Single Gene Responsible for Group of Heart Disease Risk Factors

It’s rare, but a genetic mutation may explain the collection of heart-harming factors, including obesity, known as metabolic syndrome

Researchers have been pretty successful at identifying individual genes that can contribute to obesity, diabetes, high blood pressure or high cholesterol levels. Having any—or a combination of these risk factors—can significantly increase the risk of heart disease and stroke.

But by studying three families whose members had higher than average rates of heart disease, diabetes and obesity, researchers zeroed in on a single gene, DYRK1B, that when mutated, can contribute to nearly all of these risk factors, which together are known as metabolic syndrome.

“Historically, there has been debate about the existence of metabolic syndrome. The question is, are the [risk factors] together coincidentally or are they here because the patient has a unifying [problem that explains them all],” says Dr. Ali Keramati, a resident in internal medicine at the Yale University School of Medicine. “This study shows that it’s possible for one patient to have all the risk factors that are all explained by one mutation.”

Normally, that gene is responsible for taking stem cells and turning them into fat or muscle, and for directing the liver to produce glucose to balance out insulin levels. In the aberrant form found among members of the three families, it became overactive, pushing the body to produce more fat cells, and driving the liver to pump out more glucose, raising blood sugar levels. The result is likely metabolic syndrome; family members with the mutated gene were more likely to be obese, have diabetes and early heart disease compared to those who did not.

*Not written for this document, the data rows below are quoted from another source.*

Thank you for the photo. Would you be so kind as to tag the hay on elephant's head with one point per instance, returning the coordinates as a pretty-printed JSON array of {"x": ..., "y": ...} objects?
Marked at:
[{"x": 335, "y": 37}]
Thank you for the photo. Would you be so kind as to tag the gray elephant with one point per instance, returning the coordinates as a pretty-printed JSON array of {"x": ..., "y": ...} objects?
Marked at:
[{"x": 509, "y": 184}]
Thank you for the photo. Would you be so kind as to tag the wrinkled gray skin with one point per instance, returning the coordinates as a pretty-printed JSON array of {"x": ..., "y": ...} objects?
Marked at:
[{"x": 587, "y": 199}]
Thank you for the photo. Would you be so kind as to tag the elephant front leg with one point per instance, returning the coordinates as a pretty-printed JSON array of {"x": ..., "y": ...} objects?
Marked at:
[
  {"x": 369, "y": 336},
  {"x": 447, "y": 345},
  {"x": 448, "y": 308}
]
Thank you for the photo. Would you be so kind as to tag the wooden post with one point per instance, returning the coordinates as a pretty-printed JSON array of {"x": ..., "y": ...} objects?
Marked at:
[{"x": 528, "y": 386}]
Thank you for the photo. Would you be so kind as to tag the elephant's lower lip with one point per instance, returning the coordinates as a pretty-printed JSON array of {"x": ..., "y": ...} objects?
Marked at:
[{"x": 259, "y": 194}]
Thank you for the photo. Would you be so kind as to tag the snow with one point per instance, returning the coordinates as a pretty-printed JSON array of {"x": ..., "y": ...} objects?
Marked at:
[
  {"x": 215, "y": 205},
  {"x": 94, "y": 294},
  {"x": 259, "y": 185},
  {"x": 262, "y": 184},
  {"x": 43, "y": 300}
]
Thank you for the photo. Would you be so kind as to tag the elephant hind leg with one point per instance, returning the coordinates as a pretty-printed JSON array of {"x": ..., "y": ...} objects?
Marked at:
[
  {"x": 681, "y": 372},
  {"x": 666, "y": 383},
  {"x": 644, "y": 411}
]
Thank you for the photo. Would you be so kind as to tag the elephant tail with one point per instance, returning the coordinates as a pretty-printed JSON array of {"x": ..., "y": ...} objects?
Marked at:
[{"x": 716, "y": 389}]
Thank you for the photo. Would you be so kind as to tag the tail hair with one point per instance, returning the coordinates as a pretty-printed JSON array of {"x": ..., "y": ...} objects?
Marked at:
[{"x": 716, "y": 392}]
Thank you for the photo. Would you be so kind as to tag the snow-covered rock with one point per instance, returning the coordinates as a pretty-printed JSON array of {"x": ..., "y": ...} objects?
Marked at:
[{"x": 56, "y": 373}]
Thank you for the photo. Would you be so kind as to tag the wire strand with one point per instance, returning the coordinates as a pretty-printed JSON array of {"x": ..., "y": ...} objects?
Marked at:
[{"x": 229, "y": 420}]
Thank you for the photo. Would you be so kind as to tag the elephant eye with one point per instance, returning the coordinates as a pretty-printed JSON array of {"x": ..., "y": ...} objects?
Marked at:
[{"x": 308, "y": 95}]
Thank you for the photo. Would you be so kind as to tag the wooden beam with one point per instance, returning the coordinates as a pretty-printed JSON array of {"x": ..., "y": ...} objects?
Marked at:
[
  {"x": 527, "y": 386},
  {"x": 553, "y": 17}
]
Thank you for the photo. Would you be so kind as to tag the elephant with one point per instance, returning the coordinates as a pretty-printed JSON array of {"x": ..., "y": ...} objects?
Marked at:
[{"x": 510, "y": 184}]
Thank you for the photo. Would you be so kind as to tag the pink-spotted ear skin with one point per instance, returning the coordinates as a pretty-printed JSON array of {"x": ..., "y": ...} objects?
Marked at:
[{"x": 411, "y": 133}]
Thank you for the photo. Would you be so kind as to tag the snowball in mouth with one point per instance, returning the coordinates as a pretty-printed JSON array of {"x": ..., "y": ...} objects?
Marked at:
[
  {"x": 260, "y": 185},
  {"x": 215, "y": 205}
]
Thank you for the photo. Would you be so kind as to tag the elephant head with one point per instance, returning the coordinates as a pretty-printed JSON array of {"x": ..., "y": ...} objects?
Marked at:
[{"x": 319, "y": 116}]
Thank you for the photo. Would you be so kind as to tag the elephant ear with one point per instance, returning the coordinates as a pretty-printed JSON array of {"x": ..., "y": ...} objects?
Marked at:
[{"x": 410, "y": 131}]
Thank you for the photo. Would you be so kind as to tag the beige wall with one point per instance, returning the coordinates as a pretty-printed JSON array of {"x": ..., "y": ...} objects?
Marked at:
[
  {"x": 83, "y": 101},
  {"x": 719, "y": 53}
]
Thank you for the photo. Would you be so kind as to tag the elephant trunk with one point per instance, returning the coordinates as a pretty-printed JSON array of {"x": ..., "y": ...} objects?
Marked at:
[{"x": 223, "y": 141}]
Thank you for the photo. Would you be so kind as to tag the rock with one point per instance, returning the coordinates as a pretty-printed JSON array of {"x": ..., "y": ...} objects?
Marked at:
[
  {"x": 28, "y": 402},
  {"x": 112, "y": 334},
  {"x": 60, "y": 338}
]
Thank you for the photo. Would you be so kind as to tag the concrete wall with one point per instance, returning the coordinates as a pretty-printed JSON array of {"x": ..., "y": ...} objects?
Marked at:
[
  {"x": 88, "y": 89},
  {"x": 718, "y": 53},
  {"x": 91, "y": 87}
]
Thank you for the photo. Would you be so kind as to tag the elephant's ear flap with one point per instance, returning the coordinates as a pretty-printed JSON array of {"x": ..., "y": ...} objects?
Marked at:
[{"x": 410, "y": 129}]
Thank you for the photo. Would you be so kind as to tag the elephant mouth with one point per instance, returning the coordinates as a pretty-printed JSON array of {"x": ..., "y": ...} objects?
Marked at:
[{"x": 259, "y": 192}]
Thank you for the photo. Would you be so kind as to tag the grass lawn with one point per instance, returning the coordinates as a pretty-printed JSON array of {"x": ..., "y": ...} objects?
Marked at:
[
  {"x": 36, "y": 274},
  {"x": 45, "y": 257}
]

For those who might think that their genes are to blame for their obesity, hypertension or diabetes, Keramati stresses that the mutation is rare, and likely only explains metabolic syndrome in a very small percentage of people. But for people who are affected, the good news is that a drug may help to control the hyperactivity of the gene. “It may be possible to develop a drug that knocks down the function of this gene,” he says.

And for the vast majority who don’t have the DYRK1B mutation, the finding may still lead to other drug treatments by improving doctors’ understanding of how various risk factors form the perfect storm of conditions for heart. In the meantime, the strongest ways to avoid metabolic syndrome are the most familiar – keeping weight, blood pressure, blood sugar and cholesterol levels under control with a healthy diet and plenty of exercise.